My Lords, there is a programme on dealing with nuclear waste. I shall write to the noble Lord and let him know exact figures.

Photo of Lord Howell of Guildford Lord Howell of Guildford Spokespersons In the Lords, Foreign Affairs, Deputy Leader, House of Lords, Shadow Minister (Foreign and Commonwealth Affairs), Shadow Deputy Leader of the House of Lords

My Lords, further to the question from my noble friend Lord Roberts about training and preparation for alternative energy sources to oil and gas, of which nuclear obviously is the chief one, has the Minister noticed that the President of the United States is committing his administration to open up the nuclear programme in America; that Finland is building five new stations; that China is building dozens of new stations; and that all over the world people are reaching decisions that this is the way forward, of course with proper control of nuclear waste? Does he not realise that the training for this programme, even if we open it in 15 years, has to begin now? That training is not taking place. Can he give us a more reassuring and confident answer that we really are gripping this problem?

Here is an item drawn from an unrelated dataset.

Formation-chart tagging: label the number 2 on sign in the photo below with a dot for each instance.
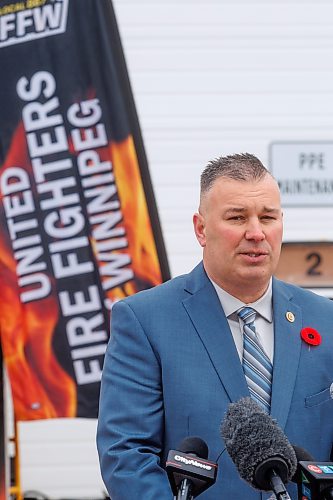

Photo of Lord Sainsbury of Turville Lord Sainsbury of Turville Parliamentary Under-Secretary, Department of Trade and Industry, Parliamentary Under-Secretary (Trade and Industry) (Science and Innovation)

Yes, my Lords, we are aware that, in areas across the world, there has been a change and people are contemplating plans to build new nuclear power stations. The training of engineers is obviously important, and that is why the sector skills council in this area has been doing work on it. There are other sources of nuclear energy expertise in this country. The submarine programme and naval forces have considerable knowledge and expertise of training people in this area.

Photo of Lord Tomlinson Lord Tomlinson Labour

My Lords, my noble friend frequently talks about keeping the nuclear option open. Does he have any idea, and can he inform noble Lords, of the date by which that option either has to be taken up or is closed down?

Photo of Lord Sainsbury of Turville Lord Sainsbury of Turville Parliamentary Under-Secretary, Department of Trade and Industry, Parliamentary Under-Secretary (Trade and Industry) (Science and Innovation)

My Lords, the Prime Minister has made it quite clear that during this Parliament a decision will have to be reached on the whole nuclear question.